10-İşverenlere uygulanan 5 puan sgk prim desteği çalışanlara da uygulanmalı
Bütçeden karşılanan 5 puanlık SGK desteği halkın, emekçilerin vergileriyle işverenlerin finanse edilmesi anlamına gelmektedir. Bütçeden işverenlere 5 puanlık SGK prim indirimi sağlanmasına karşın aynı uygulama işçiler için söz konusu değildir. İşçiler için de 5 puanlık SGK prim desteği bütçeden/Hazine’den sağlanmalıdır.
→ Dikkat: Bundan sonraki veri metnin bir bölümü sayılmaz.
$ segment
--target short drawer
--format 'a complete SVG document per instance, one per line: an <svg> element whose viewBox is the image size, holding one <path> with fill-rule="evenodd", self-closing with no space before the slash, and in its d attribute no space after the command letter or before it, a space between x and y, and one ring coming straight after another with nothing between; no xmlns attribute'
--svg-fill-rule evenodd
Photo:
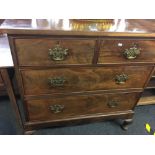
<svg viewBox="0 0 155 155"><path fill-rule="evenodd" d="M83 115L131 110L139 93L69 96L26 101L29 121L58 120Z"/></svg>
<svg viewBox="0 0 155 155"><path fill-rule="evenodd" d="M91 64L95 43L89 39L15 39L20 66Z"/></svg>
<svg viewBox="0 0 155 155"><path fill-rule="evenodd" d="M25 95L143 88L152 66L21 70Z"/></svg>
<svg viewBox="0 0 155 155"><path fill-rule="evenodd" d="M103 40L98 63L155 62L155 40Z"/></svg>

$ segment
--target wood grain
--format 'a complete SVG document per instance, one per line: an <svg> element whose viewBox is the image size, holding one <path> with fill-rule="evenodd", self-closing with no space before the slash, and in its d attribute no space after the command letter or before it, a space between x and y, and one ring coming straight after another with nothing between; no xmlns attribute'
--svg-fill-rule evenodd
<svg viewBox="0 0 155 155"><path fill-rule="evenodd" d="M71 93L80 91L143 88L152 66L83 67L21 70L25 95ZM116 75L126 74L124 84L116 84ZM49 78L63 77L64 86L52 87Z"/></svg>
<svg viewBox="0 0 155 155"><path fill-rule="evenodd" d="M35 38L15 39L17 57L20 66L51 66L59 64L92 64L96 40ZM59 44L68 49L63 61L54 61L49 57L49 49Z"/></svg>
<svg viewBox="0 0 155 155"><path fill-rule="evenodd" d="M29 111L29 121L48 121L75 116L131 110L138 96L139 93L83 95L45 100L30 100L26 101L26 104ZM116 101L118 105L111 108L108 106L110 101ZM53 113L49 107L55 104L64 105L63 111L60 113Z"/></svg>
<svg viewBox="0 0 155 155"><path fill-rule="evenodd" d="M140 54L133 60L128 60L123 55L126 49L137 45L141 49ZM155 62L155 40L136 40L136 39L118 39L102 40L99 64L104 63L154 63Z"/></svg>

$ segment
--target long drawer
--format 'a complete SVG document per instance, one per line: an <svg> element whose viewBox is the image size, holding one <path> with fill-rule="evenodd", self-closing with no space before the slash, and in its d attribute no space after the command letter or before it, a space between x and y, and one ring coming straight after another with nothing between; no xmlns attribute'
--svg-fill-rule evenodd
<svg viewBox="0 0 155 155"><path fill-rule="evenodd" d="M102 40L99 64L136 62L155 62L155 40Z"/></svg>
<svg viewBox="0 0 155 155"><path fill-rule="evenodd" d="M94 39L15 39L20 66L92 64Z"/></svg>
<svg viewBox="0 0 155 155"><path fill-rule="evenodd" d="M143 88L152 66L21 70L25 95Z"/></svg>
<svg viewBox="0 0 155 155"><path fill-rule="evenodd" d="M58 120L82 115L132 110L139 93L68 96L26 101L29 121Z"/></svg>

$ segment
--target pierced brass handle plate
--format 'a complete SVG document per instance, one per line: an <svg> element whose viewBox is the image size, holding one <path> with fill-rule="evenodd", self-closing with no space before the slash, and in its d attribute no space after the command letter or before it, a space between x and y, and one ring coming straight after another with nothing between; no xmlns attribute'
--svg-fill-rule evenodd
<svg viewBox="0 0 155 155"><path fill-rule="evenodd" d="M50 107L49 107L49 109L53 112L53 113L60 113L60 112L62 112L63 111L63 109L64 109L64 105L60 105L60 104L55 104L55 105L51 105Z"/></svg>
<svg viewBox="0 0 155 155"><path fill-rule="evenodd" d="M68 49L62 48L57 44L54 48L49 49L49 56L53 61L63 61L68 55Z"/></svg>
<svg viewBox="0 0 155 155"><path fill-rule="evenodd" d="M126 49L123 53L126 59L132 60L136 59L138 55L140 55L140 48L137 47L136 44L133 45L133 47Z"/></svg>
<svg viewBox="0 0 155 155"><path fill-rule="evenodd" d="M115 108L118 106L118 101L115 100L109 101L107 105L109 108Z"/></svg>
<svg viewBox="0 0 155 155"><path fill-rule="evenodd" d="M49 78L49 84L52 87L62 87L64 86L66 80L64 77L53 77Z"/></svg>
<svg viewBox="0 0 155 155"><path fill-rule="evenodd" d="M116 75L115 76L115 83L116 84L125 84L128 79L129 79L129 77L126 74Z"/></svg>

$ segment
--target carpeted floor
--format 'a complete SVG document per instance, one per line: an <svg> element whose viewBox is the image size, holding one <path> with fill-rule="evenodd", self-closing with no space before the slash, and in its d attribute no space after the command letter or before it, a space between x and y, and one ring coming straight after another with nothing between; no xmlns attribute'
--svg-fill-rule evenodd
<svg viewBox="0 0 155 155"><path fill-rule="evenodd" d="M136 107L134 121L123 131L114 121L37 130L35 135L147 135L145 123L155 129L155 105ZM7 97L0 98L0 135L16 135L21 130Z"/></svg>

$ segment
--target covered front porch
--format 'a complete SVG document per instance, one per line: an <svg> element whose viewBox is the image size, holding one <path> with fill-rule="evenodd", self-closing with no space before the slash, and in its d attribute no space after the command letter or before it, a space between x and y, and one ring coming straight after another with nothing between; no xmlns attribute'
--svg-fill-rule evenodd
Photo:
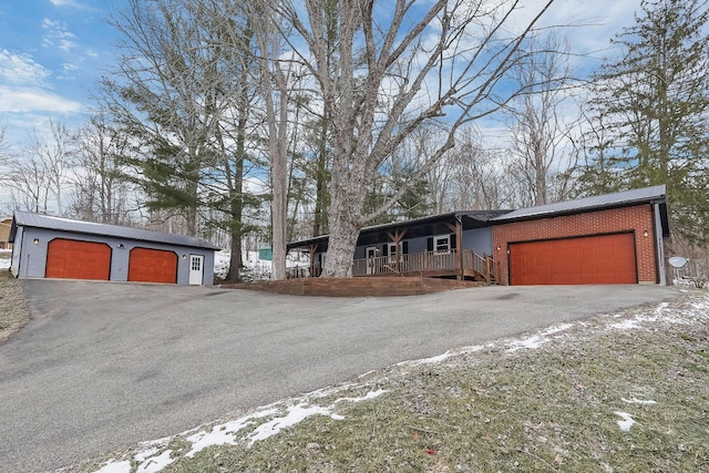
<svg viewBox="0 0 709 473"><path fill-rule="evenodd" d="M353 277L402 276L500 281L500 264L491 256L490 218L494 212L453 212L363 228L351 266ZM288 244L308 254L309 264L292 267L289 278L319 277L325 266L328 235Z"/></svg>
<svg viewBox="0 0 709 473"><path fill-rule="evenodd" d="M289 268L288 278L319 277L322 268L310 258L309 265ZM420 276L428 278L454 278L497 284L499 264L487 255L477 255L472 249L421 251L378 256L377 251L366 258L352 260L352 276Z"/></svg>

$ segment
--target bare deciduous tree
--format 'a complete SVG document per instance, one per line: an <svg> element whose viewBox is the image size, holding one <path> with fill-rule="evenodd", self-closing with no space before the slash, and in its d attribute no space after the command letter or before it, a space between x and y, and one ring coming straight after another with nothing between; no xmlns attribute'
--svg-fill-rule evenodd
<svg viewBox="0 0 709 473"><path fill-rule="evenodd" d="M30 144L9 160L10 188L18 208L63 215L75 141L62 123L50 120L49 131L45 137L34 130Z"/></svg>
<svg viewBox="0 0 709 473"><path fill-rule="evenodd" d="M113 225L130 222L130 188L120 164L130 147L129 137L106 123L101 113L79 131L73 178L74 216Z"/></svg>
<svg viewBox="0 0 709 473"><path fill-rule="evenodd" d="M513 74L524 94L506 109L513 123L511 152L515 157L518 205L544 205L568 197L568 181L576 165L573 146L578 112L573 102L573 70L566 41L551 35L537 45L536 39L513 66ZM568 105L568 106L567 106Z"/></svg>
<svg viewBox="0 0 709 473"><path fill-rule="evenodd" d="M462 125L515 94L502 80L552 2L525 12L528 20L515 29L520 1L341 1L339 54L333 60L328 58L325 0L279 4L278 13L300 33L289 40L294 51L307 51L304 64L331 120L330 239L323 276L351 275L360 228L407 192L404 186L378 209L363 213L378 168L407 136L432 123L446 130L446 138L411 176L413 184L453 147Z"/></svg>

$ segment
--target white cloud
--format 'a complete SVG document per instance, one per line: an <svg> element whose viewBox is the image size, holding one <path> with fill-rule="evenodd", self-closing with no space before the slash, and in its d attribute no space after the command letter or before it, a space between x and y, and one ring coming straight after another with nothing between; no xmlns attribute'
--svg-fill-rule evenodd
<svg viewBox="0 0 709 473"><path fill-rule="evenodd" d="M9 88L0 85L0 112L79 113L84 106L40 88Z"/></svg>
<svg viewBox="0 0 709 473"><path fill-rule="evenodd" d="M74 0L49 0L54 7L79 7Z"/></svg>
<svg viewBox="0 0 709 473"><path fill-rule="evenodd" d="M34 62L29 54L14 54L0 49L0 82L13 84L41 84L51 72Z"/></svg>
<svg viewBox="0 0 709 473"><path fill-rule="evenodd" d="M45 18L42 20L42 29L47 31L44 35L42 35L42 47L44 48L56 47L70 52L72 48L76 45L76 43L72 41L76 35L69 31L66 23L62 21L52 21Z"/></svg>

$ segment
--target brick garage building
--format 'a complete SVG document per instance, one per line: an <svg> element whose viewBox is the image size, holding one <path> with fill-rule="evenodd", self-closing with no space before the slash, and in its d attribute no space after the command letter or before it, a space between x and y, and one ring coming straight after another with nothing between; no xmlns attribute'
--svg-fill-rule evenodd
<svg viewBox="0 0 709 473"><path fill-rule="evenodd" d="M664 185L522 208L491 223L503 284L666 284Z"/></svg>

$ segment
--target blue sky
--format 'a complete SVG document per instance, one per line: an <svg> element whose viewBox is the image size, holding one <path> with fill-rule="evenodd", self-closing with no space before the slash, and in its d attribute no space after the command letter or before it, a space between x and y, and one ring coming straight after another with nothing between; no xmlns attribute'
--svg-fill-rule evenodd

11-Çağ dışı damga vergisi kaldırılmalıdır
Çağ dışı damga vergisi kaldırılarak ücretliler lehine bir düzenleme yapılmalı, böylece çalışanların gelirleri artırılmalıdır.
12-En düşük emekli aylığı asgari ücret düzeyine yükseltilmeli
2008 yılında çıkarılan 5510 sayılı Yasa’dan önce asgari ücretten düşük emekli aylığı söz konusu değildi. Günümüzde emekli aylıkları Hazine tarafından karşılanan farkla 12.500 TL’ye tamamlanmaktadır. Emekli aylıklarında alt sınır geçmişte olduğu gibi asgari ücret olmalıdır.
13-Asgari ücret bütün işçiler ve memurlar için ortak saptanmalı
Devletin özel sektördeki işçilerle kamu işçileri ve kamu görevlileri arasında ayrım yapması Anayasa’nın eşitlik ilkesine aykırıdır. Bu nedenle en düşük işçi, memur ile emeklilerin ücret ve maaşları aynı olmalıdır.